Instead, I had to outstare Reno the Trucker and learn the difference between a turnip and a swede. It was a fun and educational trip.

FOOTNOTES

1 N.B. I don’t actually say this to people in the Supermarket under any circumstances – God forbid! – but I do think about it at length.

2 In this period of history, this exchange would of course have taken a somewhat different form, i.e.:

DISTINGUISHED, YET MOST PROBABLY LECHEROUS, LANDOWNER: ‘Prithee, my faire Wenche, canst thy pray take the Trouble to tellest me whether yon vegetable possesseth most strongly thy features of thy gentle, nurturing, swede, or of thy robust, healthful turnip?’
BUXOM PEASANT GIRL, TILLING FIELD (WITH SLY, KNOWING SMILE): ‘Why, Sire, I know not!
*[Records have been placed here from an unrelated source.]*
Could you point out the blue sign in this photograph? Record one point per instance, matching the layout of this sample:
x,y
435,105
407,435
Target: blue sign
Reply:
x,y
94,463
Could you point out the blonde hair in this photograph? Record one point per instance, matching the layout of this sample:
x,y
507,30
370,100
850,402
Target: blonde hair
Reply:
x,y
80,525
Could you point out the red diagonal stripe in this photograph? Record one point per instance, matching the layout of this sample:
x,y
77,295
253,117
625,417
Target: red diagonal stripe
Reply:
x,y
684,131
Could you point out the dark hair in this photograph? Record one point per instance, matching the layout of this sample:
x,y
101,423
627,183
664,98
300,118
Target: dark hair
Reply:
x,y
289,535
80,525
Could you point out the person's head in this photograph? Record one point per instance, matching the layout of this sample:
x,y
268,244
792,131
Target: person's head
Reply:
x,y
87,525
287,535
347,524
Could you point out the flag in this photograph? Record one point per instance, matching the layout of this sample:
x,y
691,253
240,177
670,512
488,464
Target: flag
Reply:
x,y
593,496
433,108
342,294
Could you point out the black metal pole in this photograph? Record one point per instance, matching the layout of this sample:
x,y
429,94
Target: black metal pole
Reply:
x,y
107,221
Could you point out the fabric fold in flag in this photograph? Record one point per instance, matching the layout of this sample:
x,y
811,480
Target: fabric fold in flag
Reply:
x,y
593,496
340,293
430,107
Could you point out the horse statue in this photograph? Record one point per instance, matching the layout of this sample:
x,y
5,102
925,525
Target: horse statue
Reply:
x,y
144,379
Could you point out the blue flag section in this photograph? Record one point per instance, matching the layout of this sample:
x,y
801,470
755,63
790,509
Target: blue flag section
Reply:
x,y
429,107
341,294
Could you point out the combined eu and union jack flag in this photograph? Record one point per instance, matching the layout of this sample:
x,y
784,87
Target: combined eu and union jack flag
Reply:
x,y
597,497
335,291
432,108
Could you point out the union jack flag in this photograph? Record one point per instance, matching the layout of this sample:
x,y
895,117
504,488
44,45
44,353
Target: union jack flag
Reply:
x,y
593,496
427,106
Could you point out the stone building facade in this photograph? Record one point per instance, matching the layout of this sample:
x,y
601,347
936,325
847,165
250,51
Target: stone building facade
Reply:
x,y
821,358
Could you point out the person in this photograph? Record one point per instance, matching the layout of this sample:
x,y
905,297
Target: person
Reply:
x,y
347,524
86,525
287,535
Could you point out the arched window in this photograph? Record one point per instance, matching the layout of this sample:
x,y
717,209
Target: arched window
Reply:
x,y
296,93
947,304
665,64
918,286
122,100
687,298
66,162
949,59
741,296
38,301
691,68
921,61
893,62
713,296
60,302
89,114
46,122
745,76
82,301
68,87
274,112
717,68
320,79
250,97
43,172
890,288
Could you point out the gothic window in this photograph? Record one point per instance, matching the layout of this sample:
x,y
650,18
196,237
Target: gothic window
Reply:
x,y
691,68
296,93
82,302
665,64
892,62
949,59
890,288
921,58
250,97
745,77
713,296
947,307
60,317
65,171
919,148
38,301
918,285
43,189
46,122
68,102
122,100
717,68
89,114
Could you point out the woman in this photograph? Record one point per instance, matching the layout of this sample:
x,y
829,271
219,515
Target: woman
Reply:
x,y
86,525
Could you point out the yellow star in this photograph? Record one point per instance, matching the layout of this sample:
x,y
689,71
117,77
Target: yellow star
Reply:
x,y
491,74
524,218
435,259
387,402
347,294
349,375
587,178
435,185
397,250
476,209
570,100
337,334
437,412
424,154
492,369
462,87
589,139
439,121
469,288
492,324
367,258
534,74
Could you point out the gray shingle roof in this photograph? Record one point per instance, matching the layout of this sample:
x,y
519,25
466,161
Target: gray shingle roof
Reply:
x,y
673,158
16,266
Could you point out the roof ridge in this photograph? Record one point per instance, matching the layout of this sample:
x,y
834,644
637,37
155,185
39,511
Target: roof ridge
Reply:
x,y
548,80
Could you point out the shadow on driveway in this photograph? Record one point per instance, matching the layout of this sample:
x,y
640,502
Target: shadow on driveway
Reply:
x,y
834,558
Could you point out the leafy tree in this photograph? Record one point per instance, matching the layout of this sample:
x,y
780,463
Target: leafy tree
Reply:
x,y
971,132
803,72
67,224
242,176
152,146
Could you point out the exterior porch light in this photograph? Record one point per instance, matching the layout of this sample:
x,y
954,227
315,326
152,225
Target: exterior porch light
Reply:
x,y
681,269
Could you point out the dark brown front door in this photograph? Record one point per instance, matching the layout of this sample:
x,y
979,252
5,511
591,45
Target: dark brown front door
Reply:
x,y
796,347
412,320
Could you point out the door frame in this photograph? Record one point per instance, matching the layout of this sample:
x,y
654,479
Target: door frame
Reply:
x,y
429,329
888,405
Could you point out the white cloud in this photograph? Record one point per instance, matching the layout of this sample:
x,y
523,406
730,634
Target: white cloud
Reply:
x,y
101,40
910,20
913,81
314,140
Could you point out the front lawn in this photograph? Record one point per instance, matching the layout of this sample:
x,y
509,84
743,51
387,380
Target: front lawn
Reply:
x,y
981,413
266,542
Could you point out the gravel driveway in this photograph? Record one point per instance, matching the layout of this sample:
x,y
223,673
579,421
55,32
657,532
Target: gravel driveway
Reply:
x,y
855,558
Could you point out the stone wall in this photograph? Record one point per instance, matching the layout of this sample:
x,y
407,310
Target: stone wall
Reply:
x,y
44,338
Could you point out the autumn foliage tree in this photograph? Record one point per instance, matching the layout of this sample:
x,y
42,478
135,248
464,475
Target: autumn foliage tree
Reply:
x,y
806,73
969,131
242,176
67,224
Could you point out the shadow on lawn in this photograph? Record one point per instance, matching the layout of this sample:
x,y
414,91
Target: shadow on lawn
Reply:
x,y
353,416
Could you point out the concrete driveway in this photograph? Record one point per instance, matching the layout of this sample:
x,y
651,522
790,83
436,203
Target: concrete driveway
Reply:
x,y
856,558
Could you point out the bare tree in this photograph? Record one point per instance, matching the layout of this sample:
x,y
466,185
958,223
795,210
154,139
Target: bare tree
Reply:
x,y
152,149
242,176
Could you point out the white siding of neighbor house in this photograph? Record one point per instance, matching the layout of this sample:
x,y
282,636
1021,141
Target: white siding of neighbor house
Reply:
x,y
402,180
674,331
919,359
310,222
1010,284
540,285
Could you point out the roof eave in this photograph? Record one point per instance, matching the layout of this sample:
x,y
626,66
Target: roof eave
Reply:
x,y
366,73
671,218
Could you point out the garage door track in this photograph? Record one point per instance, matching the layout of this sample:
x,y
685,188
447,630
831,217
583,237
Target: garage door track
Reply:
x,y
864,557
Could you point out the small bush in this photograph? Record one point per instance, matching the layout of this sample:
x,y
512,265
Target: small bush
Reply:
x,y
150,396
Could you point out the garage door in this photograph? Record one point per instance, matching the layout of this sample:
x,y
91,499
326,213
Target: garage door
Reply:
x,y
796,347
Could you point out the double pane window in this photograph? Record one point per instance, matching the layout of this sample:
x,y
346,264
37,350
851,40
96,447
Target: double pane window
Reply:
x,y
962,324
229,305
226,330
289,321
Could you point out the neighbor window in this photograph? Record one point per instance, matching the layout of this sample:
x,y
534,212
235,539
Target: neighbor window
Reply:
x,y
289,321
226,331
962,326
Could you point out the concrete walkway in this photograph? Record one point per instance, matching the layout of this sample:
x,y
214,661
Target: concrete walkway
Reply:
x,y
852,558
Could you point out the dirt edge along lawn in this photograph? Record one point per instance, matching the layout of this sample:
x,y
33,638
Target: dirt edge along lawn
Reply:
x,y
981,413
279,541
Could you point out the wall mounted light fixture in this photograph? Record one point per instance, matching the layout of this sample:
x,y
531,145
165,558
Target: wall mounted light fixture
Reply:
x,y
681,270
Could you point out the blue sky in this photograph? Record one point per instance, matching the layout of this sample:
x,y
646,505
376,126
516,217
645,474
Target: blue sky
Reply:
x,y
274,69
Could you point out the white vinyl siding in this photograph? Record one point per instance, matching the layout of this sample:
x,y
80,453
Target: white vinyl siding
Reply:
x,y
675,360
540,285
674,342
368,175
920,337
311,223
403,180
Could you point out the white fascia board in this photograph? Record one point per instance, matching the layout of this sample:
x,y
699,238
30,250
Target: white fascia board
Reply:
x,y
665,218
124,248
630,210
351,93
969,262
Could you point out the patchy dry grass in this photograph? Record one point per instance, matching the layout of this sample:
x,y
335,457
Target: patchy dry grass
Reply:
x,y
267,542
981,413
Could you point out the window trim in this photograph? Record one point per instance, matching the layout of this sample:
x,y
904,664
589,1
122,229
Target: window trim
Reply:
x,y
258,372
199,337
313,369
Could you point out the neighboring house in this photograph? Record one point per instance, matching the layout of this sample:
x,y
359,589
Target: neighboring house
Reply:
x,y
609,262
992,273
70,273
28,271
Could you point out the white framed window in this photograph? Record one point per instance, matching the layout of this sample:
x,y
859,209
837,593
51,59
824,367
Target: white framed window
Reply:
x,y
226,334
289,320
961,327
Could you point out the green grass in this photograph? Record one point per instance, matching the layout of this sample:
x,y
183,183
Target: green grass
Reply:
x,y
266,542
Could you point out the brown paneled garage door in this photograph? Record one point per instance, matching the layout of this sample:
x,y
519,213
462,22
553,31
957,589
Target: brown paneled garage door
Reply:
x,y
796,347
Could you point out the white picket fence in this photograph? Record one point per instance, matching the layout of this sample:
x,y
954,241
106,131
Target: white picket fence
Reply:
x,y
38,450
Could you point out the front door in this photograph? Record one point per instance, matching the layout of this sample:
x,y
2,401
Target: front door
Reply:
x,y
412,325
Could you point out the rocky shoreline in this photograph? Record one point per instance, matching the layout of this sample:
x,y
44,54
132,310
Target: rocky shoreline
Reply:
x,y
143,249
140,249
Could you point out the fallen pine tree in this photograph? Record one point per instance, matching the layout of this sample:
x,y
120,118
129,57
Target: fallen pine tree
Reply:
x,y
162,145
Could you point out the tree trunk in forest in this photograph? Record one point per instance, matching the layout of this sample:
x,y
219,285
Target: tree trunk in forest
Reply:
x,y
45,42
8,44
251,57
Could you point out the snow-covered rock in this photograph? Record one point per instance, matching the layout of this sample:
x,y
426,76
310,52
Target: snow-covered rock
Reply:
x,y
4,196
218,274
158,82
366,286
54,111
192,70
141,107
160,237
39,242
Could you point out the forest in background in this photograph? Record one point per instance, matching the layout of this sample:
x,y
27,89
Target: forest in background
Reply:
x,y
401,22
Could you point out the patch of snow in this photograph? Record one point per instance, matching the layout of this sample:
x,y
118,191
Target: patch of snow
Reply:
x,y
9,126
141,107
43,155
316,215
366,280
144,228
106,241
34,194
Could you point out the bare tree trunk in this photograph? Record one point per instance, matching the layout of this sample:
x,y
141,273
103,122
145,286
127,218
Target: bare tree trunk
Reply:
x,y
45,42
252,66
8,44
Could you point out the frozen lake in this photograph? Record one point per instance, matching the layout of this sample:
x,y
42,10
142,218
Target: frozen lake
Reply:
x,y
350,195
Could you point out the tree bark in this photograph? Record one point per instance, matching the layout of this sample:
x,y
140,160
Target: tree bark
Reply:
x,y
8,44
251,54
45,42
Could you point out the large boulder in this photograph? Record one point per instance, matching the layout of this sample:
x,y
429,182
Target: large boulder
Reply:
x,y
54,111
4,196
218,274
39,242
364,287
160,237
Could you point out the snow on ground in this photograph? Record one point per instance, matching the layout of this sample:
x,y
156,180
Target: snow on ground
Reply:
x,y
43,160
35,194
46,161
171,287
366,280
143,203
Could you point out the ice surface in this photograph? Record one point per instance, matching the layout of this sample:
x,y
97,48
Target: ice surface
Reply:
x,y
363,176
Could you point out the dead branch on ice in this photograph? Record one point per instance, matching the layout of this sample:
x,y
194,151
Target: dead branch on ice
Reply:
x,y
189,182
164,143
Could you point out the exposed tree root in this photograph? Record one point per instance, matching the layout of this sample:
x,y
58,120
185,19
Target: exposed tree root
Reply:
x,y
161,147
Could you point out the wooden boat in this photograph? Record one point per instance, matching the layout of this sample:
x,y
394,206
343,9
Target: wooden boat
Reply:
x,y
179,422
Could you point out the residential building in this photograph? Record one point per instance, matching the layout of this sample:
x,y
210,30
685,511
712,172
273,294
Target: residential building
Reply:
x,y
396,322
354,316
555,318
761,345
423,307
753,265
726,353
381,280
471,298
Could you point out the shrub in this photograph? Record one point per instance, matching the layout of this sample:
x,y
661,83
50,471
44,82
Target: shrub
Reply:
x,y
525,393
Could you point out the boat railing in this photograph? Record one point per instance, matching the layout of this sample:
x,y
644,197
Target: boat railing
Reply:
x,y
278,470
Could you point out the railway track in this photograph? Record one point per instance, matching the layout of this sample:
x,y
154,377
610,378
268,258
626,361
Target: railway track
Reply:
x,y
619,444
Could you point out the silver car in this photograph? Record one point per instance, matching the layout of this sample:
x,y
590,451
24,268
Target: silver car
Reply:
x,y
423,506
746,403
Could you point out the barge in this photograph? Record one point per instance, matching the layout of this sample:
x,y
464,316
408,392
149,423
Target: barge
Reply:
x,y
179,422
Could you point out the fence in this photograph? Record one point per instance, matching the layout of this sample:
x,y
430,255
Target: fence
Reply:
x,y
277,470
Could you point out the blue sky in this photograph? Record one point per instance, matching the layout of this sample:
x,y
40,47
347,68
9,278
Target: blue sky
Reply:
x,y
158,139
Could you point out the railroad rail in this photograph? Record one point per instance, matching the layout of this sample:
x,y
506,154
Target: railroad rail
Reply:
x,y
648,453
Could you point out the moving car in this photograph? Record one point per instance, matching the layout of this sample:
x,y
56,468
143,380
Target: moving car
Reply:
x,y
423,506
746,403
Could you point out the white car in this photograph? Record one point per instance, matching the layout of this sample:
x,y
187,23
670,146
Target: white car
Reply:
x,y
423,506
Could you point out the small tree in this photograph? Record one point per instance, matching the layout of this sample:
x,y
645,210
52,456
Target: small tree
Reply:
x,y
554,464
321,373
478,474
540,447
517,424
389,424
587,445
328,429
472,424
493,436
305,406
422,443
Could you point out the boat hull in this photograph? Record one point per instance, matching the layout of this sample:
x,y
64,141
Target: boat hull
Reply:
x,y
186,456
The taste of each is much the same to me ‘umble palate, it is though, so God ‘elp me.’

6 comments:

Hugo the Hippo said...

I'm struck by the deftness of your anecdote-montage technique -- there are so many other sources of amusement that you could have arrived from this encounter, but thankfully didn't. Must be a sign all those noir evenings weren't wasted!
If it weren't for the bloody cat do you think your couple would have been reduced to eating root vegetables in the first place?

AgnesVogler said...

Extremely educational story. Keep in mind that English is not my first language and that I live in Scandinavia where we all - yes, all of us - hate Swedes, the arrogant bastards. My initial response, not unlike yours, was: What does it matter? All Swedes are turnips.

Nice that you're blogging again, btw : ) I miss thy dry wit and sardonic comments.